(How do you get life from death? How do you teach children about death and how to deal with it? More importantly, how do you teach someone the worth of life and how fragile it is? Some things cannot be told. They must be held, felt…experienced. This is one of ours.)
Saturday was the day! My son Seth (10) was excited because we were going to get some baby chicks that day. (He was researching all week on the possible breeds from which we could choose, and he was planning my schedule on Saturday to make sure I had time to take him to the farm store that day.)
I had just returned home from my Boy Scout activities in the morning, and Seth went into scheduling mode with me: “Daddy, when you’re done feeding I.Z. and you’re done changing (from my scout clothes), can we go?” he asked. “Of course,” I replied. So, when I said, “Let’s go!”, he bounded downstairs to head out. Sam (8) came along as well once he found out we were going to get some chicks.

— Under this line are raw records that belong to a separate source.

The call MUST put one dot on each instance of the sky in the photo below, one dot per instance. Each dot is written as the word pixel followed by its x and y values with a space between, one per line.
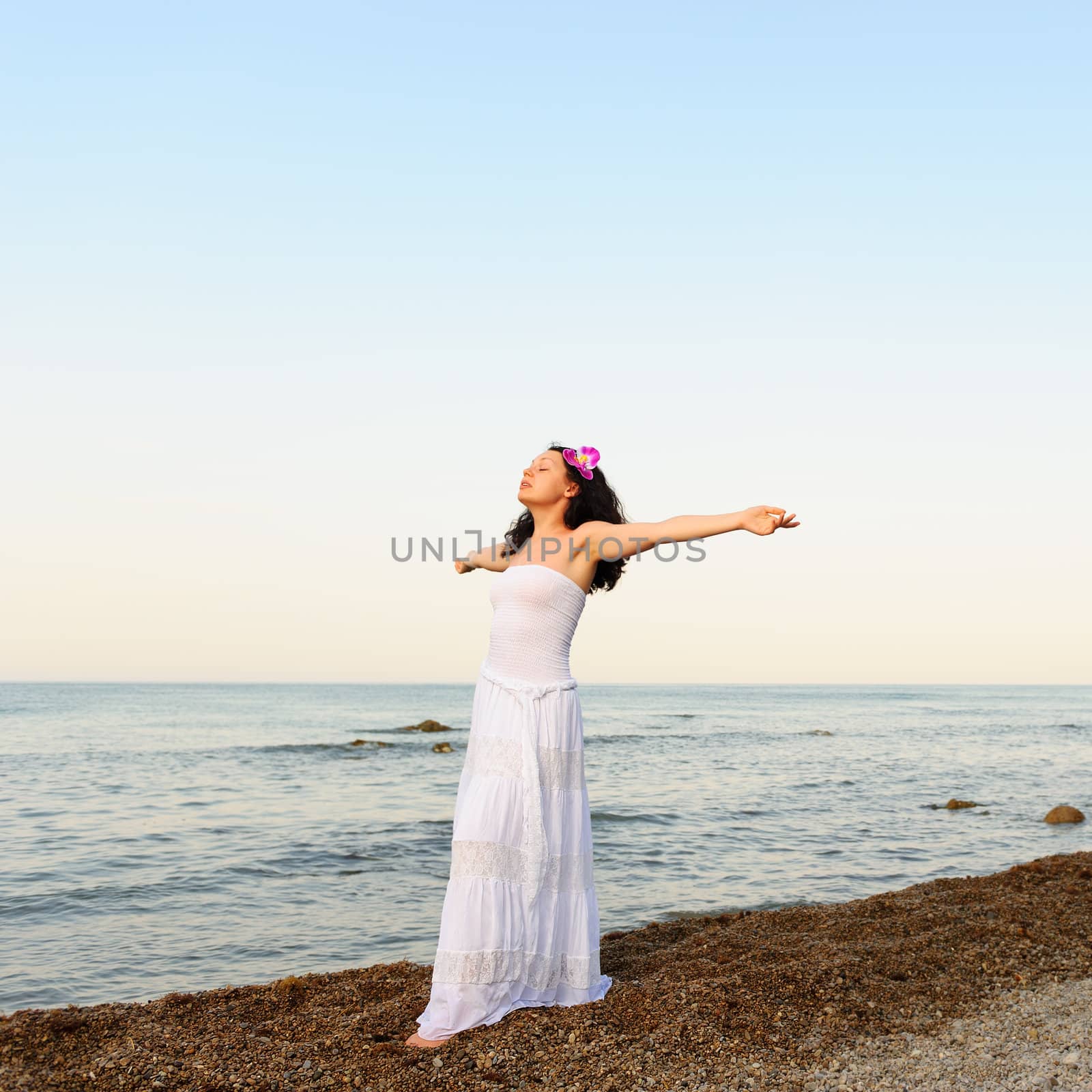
pixel 281 284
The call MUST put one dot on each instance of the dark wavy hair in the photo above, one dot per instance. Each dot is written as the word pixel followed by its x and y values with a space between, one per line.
pixel 595 500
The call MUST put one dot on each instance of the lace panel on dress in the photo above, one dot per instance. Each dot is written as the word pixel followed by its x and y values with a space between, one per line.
pixel 566 872
pixel 500 757
pixel 538 970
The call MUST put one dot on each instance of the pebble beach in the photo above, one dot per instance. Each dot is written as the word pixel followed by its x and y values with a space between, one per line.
pixel 981 983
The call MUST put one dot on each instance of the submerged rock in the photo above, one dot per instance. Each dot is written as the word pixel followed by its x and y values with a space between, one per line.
pixel 426 726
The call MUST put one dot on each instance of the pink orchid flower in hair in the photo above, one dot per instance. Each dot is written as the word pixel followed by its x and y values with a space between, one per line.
pixel 584 459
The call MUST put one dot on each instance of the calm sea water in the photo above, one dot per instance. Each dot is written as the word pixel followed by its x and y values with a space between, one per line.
pixel 186 837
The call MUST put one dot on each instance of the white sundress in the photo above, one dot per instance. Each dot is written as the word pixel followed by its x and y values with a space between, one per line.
pixel 520 924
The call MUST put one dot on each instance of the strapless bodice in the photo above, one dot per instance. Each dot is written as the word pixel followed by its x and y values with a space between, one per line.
pixel 535 611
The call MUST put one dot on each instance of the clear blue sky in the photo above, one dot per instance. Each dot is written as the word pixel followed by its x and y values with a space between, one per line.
pixel 270 268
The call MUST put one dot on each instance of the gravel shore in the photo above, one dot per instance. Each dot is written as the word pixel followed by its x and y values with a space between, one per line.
pixel 977 983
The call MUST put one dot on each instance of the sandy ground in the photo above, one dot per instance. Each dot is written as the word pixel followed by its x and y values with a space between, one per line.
pixel 988 979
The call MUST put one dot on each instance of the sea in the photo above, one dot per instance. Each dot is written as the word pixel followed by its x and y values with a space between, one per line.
pixel 186 837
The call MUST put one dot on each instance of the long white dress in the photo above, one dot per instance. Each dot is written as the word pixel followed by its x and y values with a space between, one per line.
pixel 520 924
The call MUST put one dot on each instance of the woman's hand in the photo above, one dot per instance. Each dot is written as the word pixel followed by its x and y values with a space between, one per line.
pixel 764 520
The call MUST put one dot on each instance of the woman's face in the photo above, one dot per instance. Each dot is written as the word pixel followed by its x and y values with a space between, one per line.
pixel 545 480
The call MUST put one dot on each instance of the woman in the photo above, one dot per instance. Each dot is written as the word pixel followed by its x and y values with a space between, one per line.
pixel 520 924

The farm store was filled with people itching with spring fever. Little chirping sounds drew us to the chick area which was surrounded by excited children and parents alike. We took our place in line as we browsed all the chicks and the chicken chart, and my boys waited patiently and eagerly as we made our selections. Finally, it was our turn to pick. Seth and Sam watched with wide-eyed anticipation as the store attendant placed each chick into our little box and then closed it at the end of our transaction. Seth offered to carry the box, and pretty soon both he and Sam couldn’t keep from looking inside that box and smiling. There was life inside that box! And it was cute and fuzzy and little and beautiful! “Daddy, they’re so cute! I love the smell of baby chicks!” and on and on they chattered, all the way home, marvelling at the life they held in their hands.

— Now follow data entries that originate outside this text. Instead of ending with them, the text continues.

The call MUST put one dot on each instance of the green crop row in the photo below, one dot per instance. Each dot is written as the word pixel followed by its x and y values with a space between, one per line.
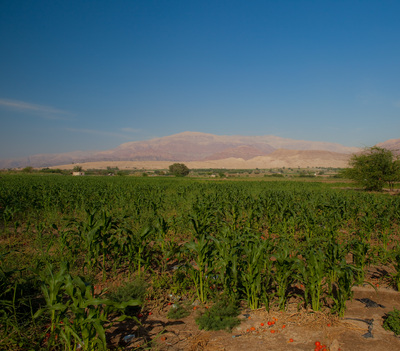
pixel 264 243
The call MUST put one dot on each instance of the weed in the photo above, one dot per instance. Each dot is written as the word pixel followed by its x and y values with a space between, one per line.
pixel 392 321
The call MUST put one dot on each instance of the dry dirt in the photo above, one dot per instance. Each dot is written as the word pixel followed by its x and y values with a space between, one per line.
pixel 360 329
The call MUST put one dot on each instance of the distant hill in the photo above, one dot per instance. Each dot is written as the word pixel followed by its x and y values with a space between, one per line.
pixel 391 144
pixel 186 147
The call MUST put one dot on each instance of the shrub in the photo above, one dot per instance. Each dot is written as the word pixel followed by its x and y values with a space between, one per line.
pixel 392 321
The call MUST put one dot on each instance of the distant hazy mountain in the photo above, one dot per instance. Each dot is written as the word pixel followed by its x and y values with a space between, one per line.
pixel 184 147
pixel 391 144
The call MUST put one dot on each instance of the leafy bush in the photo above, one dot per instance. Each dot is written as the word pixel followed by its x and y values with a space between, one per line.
pixel 134 290
pixel 392 321
pixel 221 316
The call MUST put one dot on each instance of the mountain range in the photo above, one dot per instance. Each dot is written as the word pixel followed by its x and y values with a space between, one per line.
pixel 206 148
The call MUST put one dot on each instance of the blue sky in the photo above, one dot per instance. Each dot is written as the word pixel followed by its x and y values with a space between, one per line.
pixel 91 75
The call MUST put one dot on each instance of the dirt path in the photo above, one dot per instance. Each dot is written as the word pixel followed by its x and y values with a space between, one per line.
pixel 360 329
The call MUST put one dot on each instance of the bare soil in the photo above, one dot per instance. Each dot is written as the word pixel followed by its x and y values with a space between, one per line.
pixel 360 328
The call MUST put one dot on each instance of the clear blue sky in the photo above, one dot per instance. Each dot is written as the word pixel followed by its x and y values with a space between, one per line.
pixel 90 75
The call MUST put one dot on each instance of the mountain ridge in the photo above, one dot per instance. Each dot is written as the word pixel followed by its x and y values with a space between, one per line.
pixel 191 147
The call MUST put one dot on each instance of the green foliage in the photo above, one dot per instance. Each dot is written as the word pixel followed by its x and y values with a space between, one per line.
pixel 134 290
pixel 179 169
pixel 76 314
pixel 77 169
pixel 392 321
pixel 221 316
pixel 374 168
pixel 27 169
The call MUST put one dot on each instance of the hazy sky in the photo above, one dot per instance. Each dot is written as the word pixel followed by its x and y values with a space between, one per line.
pixel 90 75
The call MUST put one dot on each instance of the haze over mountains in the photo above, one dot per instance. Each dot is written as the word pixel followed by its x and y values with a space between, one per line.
pixel 248 151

Once home, they gathered the rest ot their siblings to “come and see” the new guests. More squeals of glee and excitement came from the younger ones as they held and petted and marvelled at these chicks. Immediately, they named them: Marshmallow, Muffin, Buttercup, and Popcorn. From then, I had the hardest time getting the kids to finish their Saturday chores; they’d do some, pause to look at the chicks, play with them, and then resume their chores. Seth just could not stay away long enough…but he finally finished his chores so he could spend time with the chicks. He’s the watchful, observant one, and he was studying each chick’s disposition as he fed them with water and bits of corn.

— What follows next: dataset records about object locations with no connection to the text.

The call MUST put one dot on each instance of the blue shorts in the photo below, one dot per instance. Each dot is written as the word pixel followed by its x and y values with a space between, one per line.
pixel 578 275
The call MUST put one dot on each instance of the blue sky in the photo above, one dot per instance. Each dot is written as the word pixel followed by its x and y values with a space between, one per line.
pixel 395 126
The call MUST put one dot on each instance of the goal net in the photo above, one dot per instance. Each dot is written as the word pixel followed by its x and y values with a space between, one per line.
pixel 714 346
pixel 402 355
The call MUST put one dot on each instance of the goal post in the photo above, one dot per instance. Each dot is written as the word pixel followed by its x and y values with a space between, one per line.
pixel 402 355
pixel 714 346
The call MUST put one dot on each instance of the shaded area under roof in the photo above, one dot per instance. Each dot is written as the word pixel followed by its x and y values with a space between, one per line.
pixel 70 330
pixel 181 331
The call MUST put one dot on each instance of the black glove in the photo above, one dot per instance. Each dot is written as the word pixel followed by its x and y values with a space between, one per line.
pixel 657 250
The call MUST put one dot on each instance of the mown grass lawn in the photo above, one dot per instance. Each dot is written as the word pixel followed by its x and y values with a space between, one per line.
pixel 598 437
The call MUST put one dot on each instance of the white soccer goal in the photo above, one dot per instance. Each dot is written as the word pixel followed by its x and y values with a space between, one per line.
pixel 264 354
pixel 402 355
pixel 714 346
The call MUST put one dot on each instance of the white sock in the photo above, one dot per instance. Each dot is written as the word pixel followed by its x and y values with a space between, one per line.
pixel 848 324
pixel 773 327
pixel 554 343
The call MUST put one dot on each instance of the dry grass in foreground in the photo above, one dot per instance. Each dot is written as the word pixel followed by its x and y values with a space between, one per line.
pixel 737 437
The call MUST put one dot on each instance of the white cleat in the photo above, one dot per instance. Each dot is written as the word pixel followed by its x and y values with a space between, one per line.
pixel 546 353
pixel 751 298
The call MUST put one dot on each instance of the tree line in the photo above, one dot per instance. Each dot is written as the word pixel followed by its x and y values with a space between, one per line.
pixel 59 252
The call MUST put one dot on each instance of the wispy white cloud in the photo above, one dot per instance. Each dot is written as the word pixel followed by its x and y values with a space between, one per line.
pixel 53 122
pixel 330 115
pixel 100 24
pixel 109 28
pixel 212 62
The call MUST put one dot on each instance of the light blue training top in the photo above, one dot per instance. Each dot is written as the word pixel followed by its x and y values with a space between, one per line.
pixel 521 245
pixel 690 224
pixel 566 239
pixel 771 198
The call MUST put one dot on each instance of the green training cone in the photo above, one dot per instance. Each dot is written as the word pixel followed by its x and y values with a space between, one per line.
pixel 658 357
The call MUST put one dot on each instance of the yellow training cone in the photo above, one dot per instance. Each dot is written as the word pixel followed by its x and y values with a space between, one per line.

I came inside from doing yard work and proceeded to work upstairs when Seth called for me, “Daddy, Daddy, come quickly!” That didn’t sound good, and I hurried down to see what was the matter.
He held in his hands a chick that looked like it was struggling: feet outstretched, head limp, eyes closed, and barely breathing. “I think Popcorn is dying,” he said, very concerned for the little bird. I wasn’t sure and said, “Maybe he’s just weak and hungry or thirsty.” So my wife and I did our best to revive Popcorn while Seth and Sam looked on.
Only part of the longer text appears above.